Relaxing LMI domination matricially

Given linear matrix inequalities (LMIs) L₁ and L₂ in the same number of variables it is natural to ask: (Q₁) 1) does one dominate the other, that is, does L₁(X) ≥ 0 imply L₂(X) ≥ 0? 2) are they mutually dominant, that is, do they have the same solution set? Such problems can be NP-hard. We describe a natural relaxation of an LMI, based on substituting matrices for the variables x_j. With this relaxation, the domination questions (Q₁) and (Q₂) have elegant answers, indeed reduce to semidefinite programs (SDP) which we show how to construct.
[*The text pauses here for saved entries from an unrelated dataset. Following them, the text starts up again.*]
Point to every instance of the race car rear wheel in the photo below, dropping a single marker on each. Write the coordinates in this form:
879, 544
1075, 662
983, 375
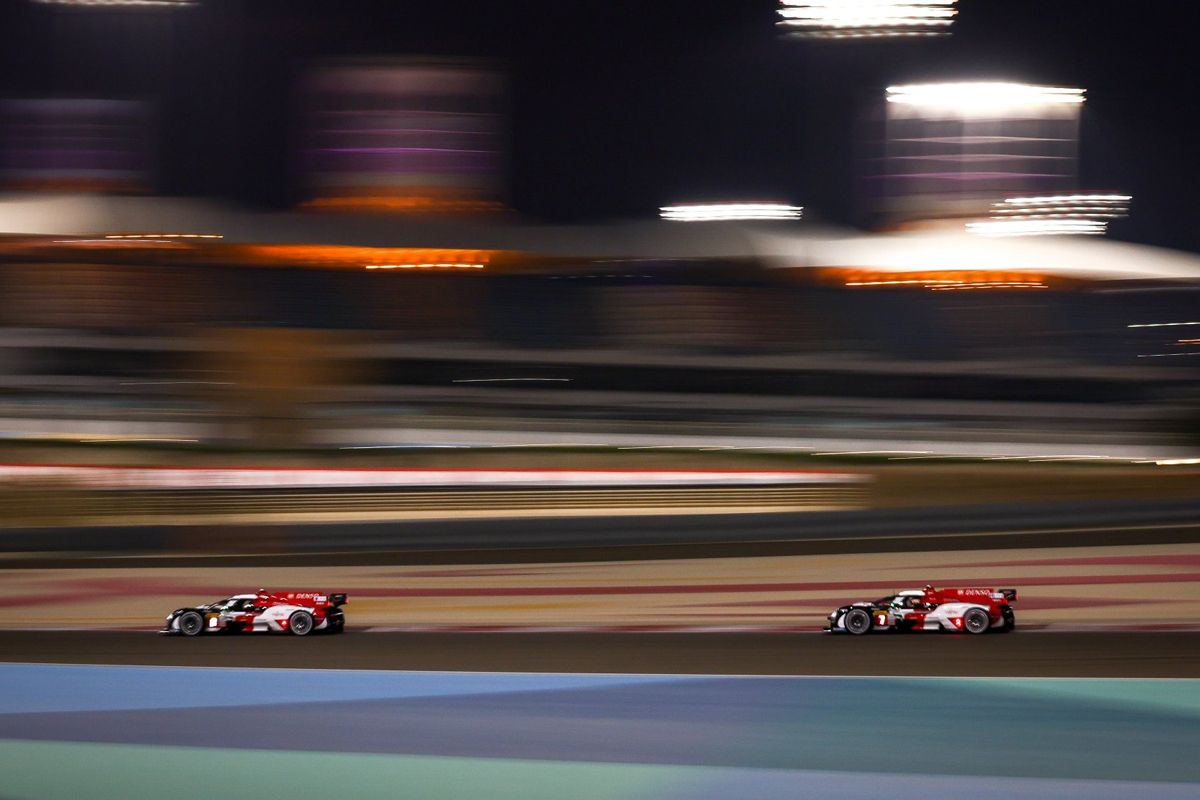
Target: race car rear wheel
857, 621
300, 624
191, 624
976, 620
1009, 620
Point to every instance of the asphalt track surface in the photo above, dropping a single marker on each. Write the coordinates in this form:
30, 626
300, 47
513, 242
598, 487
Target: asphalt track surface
1019, 654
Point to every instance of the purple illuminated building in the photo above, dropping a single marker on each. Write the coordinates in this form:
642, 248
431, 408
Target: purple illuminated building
402, 134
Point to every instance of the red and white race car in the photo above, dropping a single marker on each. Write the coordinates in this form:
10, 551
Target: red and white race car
282, 612
966, 611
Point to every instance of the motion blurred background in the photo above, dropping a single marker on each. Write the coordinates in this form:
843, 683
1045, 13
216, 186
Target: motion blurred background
579, 322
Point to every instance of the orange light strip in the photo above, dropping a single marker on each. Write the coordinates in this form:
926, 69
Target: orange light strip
935, 280
370, 258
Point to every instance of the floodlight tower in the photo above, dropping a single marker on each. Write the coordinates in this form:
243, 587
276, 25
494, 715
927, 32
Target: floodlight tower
953, 149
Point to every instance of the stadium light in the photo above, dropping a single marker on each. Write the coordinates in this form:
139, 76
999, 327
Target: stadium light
730, 211
1063, 206
865, 18
1054, 215
971, 98
1038, 228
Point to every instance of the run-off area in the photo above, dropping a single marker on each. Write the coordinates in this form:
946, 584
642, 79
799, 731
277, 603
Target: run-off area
192, 732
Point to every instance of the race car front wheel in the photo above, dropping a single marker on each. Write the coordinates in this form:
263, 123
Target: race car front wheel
857, 621
300, 624
191, 623
976, 620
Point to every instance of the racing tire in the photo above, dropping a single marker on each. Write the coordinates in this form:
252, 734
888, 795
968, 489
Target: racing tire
300, 624
857, 621
976, 620
191, 624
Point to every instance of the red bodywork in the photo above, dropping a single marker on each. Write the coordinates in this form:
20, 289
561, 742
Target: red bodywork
319, 603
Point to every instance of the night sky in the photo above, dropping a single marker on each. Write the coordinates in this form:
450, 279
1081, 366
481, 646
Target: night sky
618, 107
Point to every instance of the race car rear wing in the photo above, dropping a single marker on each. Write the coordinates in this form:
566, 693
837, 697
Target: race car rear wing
310, 599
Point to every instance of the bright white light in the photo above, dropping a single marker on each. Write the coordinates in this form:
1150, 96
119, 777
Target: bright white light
983, 97
730, 211
1055, 214
867, 18
1063, 206
1038, 228
1053, 199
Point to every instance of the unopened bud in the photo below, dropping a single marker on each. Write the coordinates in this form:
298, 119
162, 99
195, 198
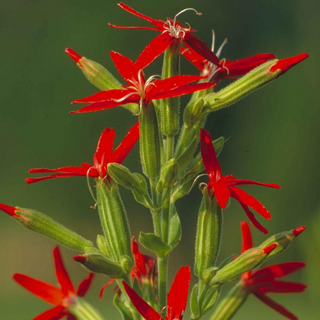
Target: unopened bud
168, 175
98, 263
122, 175
252, 81
99, 76
245, 262
39, 222
193, 112
283, 240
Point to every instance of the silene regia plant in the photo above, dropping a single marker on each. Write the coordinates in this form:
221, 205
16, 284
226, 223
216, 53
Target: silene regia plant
171, 165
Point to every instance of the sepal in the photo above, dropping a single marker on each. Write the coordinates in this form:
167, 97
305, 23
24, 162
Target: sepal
98, 263
41, 223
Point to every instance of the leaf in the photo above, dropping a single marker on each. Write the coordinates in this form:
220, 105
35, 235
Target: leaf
153, 243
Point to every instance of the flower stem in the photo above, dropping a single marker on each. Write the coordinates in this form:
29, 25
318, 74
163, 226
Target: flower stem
84, 311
For our “matrix variable” relaxation a positive answer to (Q₁) is equivalent to the existence of matrices V_j such that L₂(x) = V₁*L₁(x)V₁ + ⋯ + V_μ*L₁(x)V_μ. (A₁) As for (Q₂) we show that L₁ and L₂ are mutually dominant if and only if, up to certain redundancies described in the paper, L₁ and L₂ are unitarily equivalent. An observation at the core of the paper is that the relaxed LMI domination problem is equivalent to a classical problem. Namely, the problem of determining if a linear map τ from a subspace of matrices to a matrix algebra is “completely positive”.